Sabbia siete e Sabbia ritornerete!!!

4 05 2009

Ho scelto questa frase come titolo del mio articolo utilizzando le parole di Timoteo Monauro, il monaco che divenne Santo Patriarca, che per le strade di Alessandria dinnanzi la porta della Chiese di San Giovanni urlò:

“…ricordatevi che siete polvere e polvere ritornerete…”            (polvere/sabbia è una mia concessione stilistica)

castello-carte

Oggi è molto toccante rileggere la pagina 236 del libro di Roberto Saviano “GOMORRA” dove lo stesso scrittore sottolineava come tanti cantieri in Italia siano stati appaltati alla camorra  e come tanti di questi presentassero le stesse peculiarità, come l’utilizzo di materiali scadenti, la sabbia negli impasti del cemento armato ed i progetti redatti con troppa velocità.
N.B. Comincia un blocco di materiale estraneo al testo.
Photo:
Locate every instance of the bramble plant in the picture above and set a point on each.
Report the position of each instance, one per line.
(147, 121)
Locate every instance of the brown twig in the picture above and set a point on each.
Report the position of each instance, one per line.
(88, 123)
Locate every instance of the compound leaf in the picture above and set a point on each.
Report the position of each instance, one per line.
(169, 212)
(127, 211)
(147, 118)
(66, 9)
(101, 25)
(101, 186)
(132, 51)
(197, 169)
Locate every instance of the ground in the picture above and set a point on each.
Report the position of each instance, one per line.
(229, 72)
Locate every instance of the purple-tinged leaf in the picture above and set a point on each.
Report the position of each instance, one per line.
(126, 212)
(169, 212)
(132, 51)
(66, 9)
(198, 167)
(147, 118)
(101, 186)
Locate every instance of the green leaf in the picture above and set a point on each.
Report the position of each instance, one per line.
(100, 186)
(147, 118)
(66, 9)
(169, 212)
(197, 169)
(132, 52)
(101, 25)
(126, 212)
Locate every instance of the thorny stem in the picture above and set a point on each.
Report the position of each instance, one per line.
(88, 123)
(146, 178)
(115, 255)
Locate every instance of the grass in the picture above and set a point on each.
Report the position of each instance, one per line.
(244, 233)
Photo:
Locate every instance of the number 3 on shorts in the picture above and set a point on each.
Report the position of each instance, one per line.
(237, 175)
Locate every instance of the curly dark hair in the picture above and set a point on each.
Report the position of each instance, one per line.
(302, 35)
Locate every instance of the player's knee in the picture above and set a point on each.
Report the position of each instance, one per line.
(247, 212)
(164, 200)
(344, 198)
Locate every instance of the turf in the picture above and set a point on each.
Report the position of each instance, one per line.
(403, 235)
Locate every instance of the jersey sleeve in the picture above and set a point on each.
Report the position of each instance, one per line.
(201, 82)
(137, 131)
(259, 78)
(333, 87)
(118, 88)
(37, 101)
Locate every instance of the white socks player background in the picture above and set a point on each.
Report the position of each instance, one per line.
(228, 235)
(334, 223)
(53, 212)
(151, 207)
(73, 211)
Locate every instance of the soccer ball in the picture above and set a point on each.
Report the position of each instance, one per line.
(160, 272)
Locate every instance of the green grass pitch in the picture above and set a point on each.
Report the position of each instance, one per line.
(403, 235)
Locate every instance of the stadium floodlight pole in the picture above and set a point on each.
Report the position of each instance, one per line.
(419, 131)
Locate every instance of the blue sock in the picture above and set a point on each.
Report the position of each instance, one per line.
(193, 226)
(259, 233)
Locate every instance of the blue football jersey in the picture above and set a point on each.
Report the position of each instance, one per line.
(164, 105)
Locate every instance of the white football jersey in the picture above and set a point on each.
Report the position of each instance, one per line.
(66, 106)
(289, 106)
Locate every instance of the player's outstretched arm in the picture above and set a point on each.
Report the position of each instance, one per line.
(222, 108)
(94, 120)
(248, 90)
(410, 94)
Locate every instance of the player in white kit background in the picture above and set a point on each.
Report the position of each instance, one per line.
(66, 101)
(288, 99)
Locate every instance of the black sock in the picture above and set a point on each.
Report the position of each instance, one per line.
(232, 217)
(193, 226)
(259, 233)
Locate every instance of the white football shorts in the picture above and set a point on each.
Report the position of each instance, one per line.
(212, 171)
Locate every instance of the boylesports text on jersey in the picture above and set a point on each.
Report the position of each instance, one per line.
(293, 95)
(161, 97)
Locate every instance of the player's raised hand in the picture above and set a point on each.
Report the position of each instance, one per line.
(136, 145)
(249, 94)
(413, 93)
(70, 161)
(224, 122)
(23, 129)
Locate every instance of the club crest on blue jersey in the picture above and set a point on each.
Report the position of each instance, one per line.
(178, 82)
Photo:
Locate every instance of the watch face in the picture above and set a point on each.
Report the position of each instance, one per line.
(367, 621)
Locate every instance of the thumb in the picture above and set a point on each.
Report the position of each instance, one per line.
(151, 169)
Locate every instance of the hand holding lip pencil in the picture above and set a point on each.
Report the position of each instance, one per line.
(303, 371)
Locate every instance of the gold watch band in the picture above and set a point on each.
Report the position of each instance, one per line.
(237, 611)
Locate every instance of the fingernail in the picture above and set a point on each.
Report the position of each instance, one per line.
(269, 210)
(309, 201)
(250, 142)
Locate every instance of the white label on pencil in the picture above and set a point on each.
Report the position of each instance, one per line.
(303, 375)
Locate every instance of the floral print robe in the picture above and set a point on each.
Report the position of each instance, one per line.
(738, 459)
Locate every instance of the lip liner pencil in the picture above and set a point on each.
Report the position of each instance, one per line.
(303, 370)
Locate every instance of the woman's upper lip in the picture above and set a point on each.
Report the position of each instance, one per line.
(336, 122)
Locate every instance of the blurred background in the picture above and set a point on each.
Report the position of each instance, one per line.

“Io so e ho le prove. So come è stata costruita mezz’Italia. E più di mezza. Conosco le mani, le dita, i progetti. E la sabbia. La sabbia che ha tirato su palazzi e grattacieli. Quartieri, parchi, ville. A Castelvolturno nessuno dimentica le file infinite dei camion che depredavano il Volturno della sua sabbia. Camion in fila, che attraversavano le terre costeggiate da contadini che mai avevano visto questi mammut di ferro e gomma. Erano riusciti a rimanere, a resistere senza emigrare e sotto i loro occhi gli portavano via tutto. Ora quella sabbia è nelle pareti dei condomini abruzzesi, nei palazzi di Varese, Asiago, Genova.”

Oggi mi chiedo, mentre la Protezione Civile e i VVF stanno facendo i rilievi per controllare i manufatti venuti giù con terremoto, perché in Italia i controlli siano sempre postumi. Per controllare degli edifici bisogna aspettare che questi crollino o che muoia qualcuno al suo interno.

Mi sembra assurdo ragionare così, forse perché tutti i miei professori mi hanno sempre insegnato che se un progetto è fatto bene, funzionale ed equilibrato non c’è terremoto che tenga, l’edificio sta sù e se proprio deve cadere, consentirà prima la messa in sicurezza di tutti gli abitanti.

Sapete cosa è in Architettura o Ingegneria l’acronimo REI ?

Indica la resistenza al fuoco di un elemento costruttivo (componente o strutturale) spesso seguito da un numero che indica i minuti della stessa resistenza: 120, 180. Quindi una porta REI 180 assicura la tenuta a fiamme, fumi e calori per 3 ore dall’inizio dell’incendio.

E se anche i palazzi e le costruzioni in Architettura ed Ingegneria avessero un acronimo del genere? Avere la certezza che in caso di eventi sismici importanti, posso avere il tempo di scendere in strada e mettermi in sicurezza.

Ad esempio edifici SSI 120 (SSI è un acronimo di mia invenzione: sicurezza sismica immediata) e quindi avere la certezza che per ben 2 ore dall’inizio del terremoto posso avere il tempo di mettere in sicurezza me ed i miei famigliari o gli animali domestici.